Sam: How do you evaluate culture Chester? What’s the best scorecard? I’m assuming it’s not looking at Glassdoor, because that would just drive me to happy hour, a little bit early. 

Chester: Yeah. The thing with glass doors is if you don’t put the stickers on them, you just smash into them all the time…

Adrian: Different kinds of glass doors!

Chester: Oh, thanks Adrian. Anyway, different companies will set it up in different ways. It’ll have to do with your 360 evaluation, with the people that report to you and so on. There are other matrix that are fairly easy to monitor, to turn over. Engagement scores and so on. And of course in a lot of those engagement surveys, they ask you, do you trust your immediate supervisor? Does your immediate supervisor live the values of the company, and so on. And so measuring culture isn’t as mystifying as a lot of people think. ‘How do you measure your culture?’ ‘Well, it’s just a feeling when I came in.’ That’s good too. It’s better to have rock solid data, which we’re big fans of, aren’t we, Adrian?

Adrian: Yeah. And we do surveys for organizations there. With our company, The Culture Works, we do surveys for organizations of their culture. And so we look at things like, if people feel aligned to the culture, they understand what we’re trying to accomplish here. But three Big E’s that we look for are our employees engaged, which everybody looks for.

Another though, we found as an accelerator of engagement, is, are they enabled? Do they feel not only empowered, but supported? And are they energized? Do they have the energy to keep going in this crisis and crazy times? So really we look for some sort of themes within cultures, just as exactly right. It all ties back to trust. If I don’t trust my manager, there’s very little chance I’m going to feel engaged, enabled, and energized or feel aligned to this culture. 

Sam: I’m sure you’ve read or seen the It’s The Manager studies from Gallup that came out pre-pandemic. You mentioned employee engagement earlier, Adrian, and it talks about global engagement numbers. Like 15% I think was the number, the US was in the low thirties. But one of the recommendations is the concept of a manager that’s coaching forward or a coaching enabled manager. And I’d love to get your perspective on this because you just talked about being the manager’s best friend, and it’s almost like that middle manager in the workforce today is more important than ever.

They’re closer to the buying experience, the customer experience, employee experience. How do you think about that? I mean, is that on the right track for companies? So much of the investment has always been at the very, very top of the HR, part of the org. Where can you get better at being middle out?
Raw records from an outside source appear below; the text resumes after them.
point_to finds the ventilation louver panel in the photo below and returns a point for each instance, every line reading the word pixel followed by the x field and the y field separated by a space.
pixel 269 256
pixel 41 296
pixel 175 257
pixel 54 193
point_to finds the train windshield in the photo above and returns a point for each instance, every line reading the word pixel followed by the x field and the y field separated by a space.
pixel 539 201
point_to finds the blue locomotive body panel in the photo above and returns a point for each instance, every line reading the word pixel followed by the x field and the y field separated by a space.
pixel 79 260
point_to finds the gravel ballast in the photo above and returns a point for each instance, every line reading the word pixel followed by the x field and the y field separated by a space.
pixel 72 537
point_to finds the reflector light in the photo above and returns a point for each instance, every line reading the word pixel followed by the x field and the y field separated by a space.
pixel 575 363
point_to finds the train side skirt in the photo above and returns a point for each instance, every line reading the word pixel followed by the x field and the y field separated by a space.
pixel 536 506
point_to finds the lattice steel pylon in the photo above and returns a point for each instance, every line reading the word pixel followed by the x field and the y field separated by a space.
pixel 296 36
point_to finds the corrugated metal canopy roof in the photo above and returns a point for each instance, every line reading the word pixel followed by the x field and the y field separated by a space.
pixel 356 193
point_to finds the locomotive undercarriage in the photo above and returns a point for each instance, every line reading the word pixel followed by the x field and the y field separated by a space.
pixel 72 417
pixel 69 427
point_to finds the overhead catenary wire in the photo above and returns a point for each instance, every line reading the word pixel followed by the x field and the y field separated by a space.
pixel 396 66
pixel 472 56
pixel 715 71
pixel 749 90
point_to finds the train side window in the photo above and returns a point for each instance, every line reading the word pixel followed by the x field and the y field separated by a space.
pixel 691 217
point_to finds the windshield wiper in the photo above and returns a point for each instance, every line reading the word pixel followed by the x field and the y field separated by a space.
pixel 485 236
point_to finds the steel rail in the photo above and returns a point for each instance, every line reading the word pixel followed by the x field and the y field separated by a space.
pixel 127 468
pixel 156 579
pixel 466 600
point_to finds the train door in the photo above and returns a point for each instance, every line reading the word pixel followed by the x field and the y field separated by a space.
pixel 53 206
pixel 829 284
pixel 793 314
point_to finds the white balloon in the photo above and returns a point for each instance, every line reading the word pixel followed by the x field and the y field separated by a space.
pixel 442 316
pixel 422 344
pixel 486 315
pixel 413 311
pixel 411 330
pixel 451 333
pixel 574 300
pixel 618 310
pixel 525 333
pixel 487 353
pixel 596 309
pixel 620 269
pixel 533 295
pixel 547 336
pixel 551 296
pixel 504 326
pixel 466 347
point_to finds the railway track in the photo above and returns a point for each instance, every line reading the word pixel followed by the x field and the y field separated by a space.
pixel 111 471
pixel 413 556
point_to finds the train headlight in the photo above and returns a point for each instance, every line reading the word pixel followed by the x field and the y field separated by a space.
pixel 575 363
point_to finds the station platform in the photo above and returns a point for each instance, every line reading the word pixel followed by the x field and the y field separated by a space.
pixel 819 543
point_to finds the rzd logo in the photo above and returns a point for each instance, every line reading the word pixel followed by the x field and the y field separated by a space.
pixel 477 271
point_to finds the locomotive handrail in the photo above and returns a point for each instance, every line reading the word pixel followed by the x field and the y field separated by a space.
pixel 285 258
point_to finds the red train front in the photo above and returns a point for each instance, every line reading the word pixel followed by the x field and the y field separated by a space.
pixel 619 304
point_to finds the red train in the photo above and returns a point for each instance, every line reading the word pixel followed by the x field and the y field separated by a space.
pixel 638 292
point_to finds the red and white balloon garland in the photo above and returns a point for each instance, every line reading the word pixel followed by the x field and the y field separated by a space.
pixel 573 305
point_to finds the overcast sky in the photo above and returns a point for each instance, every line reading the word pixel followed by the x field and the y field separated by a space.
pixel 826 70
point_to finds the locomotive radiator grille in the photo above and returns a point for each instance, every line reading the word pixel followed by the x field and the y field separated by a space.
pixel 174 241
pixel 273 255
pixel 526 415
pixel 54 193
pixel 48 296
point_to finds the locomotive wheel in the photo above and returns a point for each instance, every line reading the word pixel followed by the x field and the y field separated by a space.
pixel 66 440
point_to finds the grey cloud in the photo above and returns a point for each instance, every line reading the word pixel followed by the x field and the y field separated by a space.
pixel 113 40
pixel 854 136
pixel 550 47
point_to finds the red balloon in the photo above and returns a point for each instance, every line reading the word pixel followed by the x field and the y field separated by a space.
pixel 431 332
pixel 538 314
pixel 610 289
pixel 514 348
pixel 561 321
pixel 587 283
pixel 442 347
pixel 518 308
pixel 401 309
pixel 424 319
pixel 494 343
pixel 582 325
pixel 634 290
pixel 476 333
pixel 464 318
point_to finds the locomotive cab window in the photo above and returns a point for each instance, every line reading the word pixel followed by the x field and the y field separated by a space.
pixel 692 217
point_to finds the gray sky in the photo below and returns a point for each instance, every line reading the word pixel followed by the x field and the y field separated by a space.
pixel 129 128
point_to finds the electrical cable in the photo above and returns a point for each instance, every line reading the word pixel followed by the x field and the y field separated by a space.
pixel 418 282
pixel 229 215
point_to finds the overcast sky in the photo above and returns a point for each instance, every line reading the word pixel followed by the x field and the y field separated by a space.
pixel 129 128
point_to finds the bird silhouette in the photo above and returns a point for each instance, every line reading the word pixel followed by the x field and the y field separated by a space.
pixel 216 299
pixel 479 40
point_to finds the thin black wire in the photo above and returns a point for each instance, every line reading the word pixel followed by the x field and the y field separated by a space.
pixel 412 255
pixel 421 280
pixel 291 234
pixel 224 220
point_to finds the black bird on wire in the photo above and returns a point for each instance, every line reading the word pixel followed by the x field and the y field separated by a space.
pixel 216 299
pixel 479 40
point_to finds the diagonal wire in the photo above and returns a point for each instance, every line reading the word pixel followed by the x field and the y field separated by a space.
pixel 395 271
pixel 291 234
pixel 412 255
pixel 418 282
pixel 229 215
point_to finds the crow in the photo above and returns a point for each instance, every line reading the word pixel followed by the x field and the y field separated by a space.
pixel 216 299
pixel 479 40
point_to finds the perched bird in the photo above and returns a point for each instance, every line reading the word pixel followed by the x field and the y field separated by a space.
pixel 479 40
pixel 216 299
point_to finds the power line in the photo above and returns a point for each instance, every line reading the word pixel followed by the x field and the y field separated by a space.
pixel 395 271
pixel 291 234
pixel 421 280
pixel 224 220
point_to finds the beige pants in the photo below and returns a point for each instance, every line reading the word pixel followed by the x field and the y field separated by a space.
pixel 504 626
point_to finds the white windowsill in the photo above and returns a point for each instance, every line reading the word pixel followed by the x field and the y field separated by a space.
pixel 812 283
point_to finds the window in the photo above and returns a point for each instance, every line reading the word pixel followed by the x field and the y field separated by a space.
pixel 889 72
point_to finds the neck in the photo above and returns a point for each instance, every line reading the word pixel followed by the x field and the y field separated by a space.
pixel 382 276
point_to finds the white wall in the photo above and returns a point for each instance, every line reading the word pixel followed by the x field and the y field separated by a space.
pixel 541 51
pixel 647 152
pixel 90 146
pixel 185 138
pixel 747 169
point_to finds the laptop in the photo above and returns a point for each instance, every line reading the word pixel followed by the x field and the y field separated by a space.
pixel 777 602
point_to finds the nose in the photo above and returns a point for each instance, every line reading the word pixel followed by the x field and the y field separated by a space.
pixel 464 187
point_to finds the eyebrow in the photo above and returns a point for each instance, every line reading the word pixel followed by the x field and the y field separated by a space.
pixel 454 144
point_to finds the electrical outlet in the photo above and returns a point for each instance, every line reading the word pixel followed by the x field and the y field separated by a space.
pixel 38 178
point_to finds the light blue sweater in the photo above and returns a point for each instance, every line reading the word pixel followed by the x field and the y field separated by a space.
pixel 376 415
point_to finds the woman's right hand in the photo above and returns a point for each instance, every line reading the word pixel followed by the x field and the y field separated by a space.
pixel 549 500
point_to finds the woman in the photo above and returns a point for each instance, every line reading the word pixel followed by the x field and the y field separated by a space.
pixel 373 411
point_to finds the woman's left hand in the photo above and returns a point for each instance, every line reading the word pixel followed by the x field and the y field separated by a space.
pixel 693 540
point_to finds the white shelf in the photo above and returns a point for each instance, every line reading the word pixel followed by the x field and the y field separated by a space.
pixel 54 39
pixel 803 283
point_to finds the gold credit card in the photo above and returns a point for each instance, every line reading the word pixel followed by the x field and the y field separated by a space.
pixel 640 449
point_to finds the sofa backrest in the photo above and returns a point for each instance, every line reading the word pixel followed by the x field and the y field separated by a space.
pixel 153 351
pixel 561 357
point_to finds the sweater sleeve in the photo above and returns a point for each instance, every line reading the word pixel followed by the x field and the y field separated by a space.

Adrian: Yeah, it’s such a good, insightful point you’re making, Sam, because yeah, when we see organizations, they typically spend thousands and thousands of dollars developing their senior leaders during the year and several hundred dollars developing the middle managers, but who has the biggest impact on my work experiences? My immediate supervisor.

As you said, Gallup has studied this extensively saying, most of my experience, most of my engagement, et cetera will come from my middle manager. So where are we putting the tools in place to really help train the most misaligned, misunderstood, and unappreciated group of people, which is our middle managers. Right, Ches?

Chester: Yeah. And that has been a drumbeat for some time now. The most impact on my personal engagement is going to be my immediate supervisor. And I do not disagree with that. I think we need to change the conversation a little bit though, and put some onus on the employee as well.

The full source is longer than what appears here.